Although the genetic initiation through Myc and the functional interaction with Ras clearly contributes to the complexity of the resulting tumors, it was also clear that the development of Myc-initiated tumors exhibited greater complexity than simply an activation of Ras. This was seen in the substantial variation in histology but more directly in the complexity of the gene expression patterns. We extended this analysis through the use of gene expression signatures developed to represent the activation and deregulation of various pathways. Using this approach to examine the Myc-Ras relationship has revealed that in the EMT type tumors that there was a low probability of Myc pathway activation and a high probability of Ras activity, corresponding with activating mutations in Kras in these samples. The loss of Myc pathway activation in these samples is likely due to the epithelial specific nature of the MMTV promoter and corresponding lack of promoter activity in the mesenchymal tissue. However, the presence of activating Ras mutations raises the possibility that activated Ras has driven the tumor into the EMT state, leading to loss of Myc expression. Indeed, previous work has illustrated that overexpression or activation of Ras can contribute to EMT (20, 21). In addition to the loss of Myc expression in EMT samples, we noted a strong inverse correlation between Myc and Ras pathway activation status. While surprising in light of the dependence of Myc on Ras activation, the correlation reveals that once Myc-induced tumors activate Kras they are predisposed to losing Myc activity, indicating that Ras may play a dominant role in tumor progression. In support of this theory, previous studies illustrated that tumors with both Myc and Ras expression regress upon deinduction of Ras, but not Myc (22). Additional work has shown that Myc tumors that regress upon deinduction of the Myc transgene only do so in the absence of Ras (23). Taken together, this suggests that there is a requirement for Ras activation in Myc tumors, but upon Ras activation, the nature of the tumor is sufficiently changed so that the role for Myc is altered.

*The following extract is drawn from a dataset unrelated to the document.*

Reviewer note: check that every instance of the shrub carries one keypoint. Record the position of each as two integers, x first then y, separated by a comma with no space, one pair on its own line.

While tumor heterogeneity is well established in the context of human breast cancer, it was somewhat surprising to note the degree of heterogeniety evident in the Myc mouse model. Indeed, when we compared the Myc tumors to a number of standard mouse models through an unsupervised hierarchical clustering analysis, the extent of variation in the Myc induced tumors relative to other models became apparent. Through this analysis we noted that the papillary Myc tumors clustered together with Int3-driven tumors, rather than standard Myc tumors, possibly indicating a shared use of the Notch pathway. The analysis of predicted probabilities for a large number of signaling pathways in addition to Myc and Ras has provided a more detailed picture of the various morphological types of Myc induced tumors. For instance, Microacinar tumors have a high probability of β-catenin activity while papillary tumors do not. The reverse is true for the activation of the Stat3 pathway in these two tumor types. These distinctions provide a unique characterization of the signaling within the heterogenous Myc induced tumors and provide mechanistic insights into the development of various histological patterns.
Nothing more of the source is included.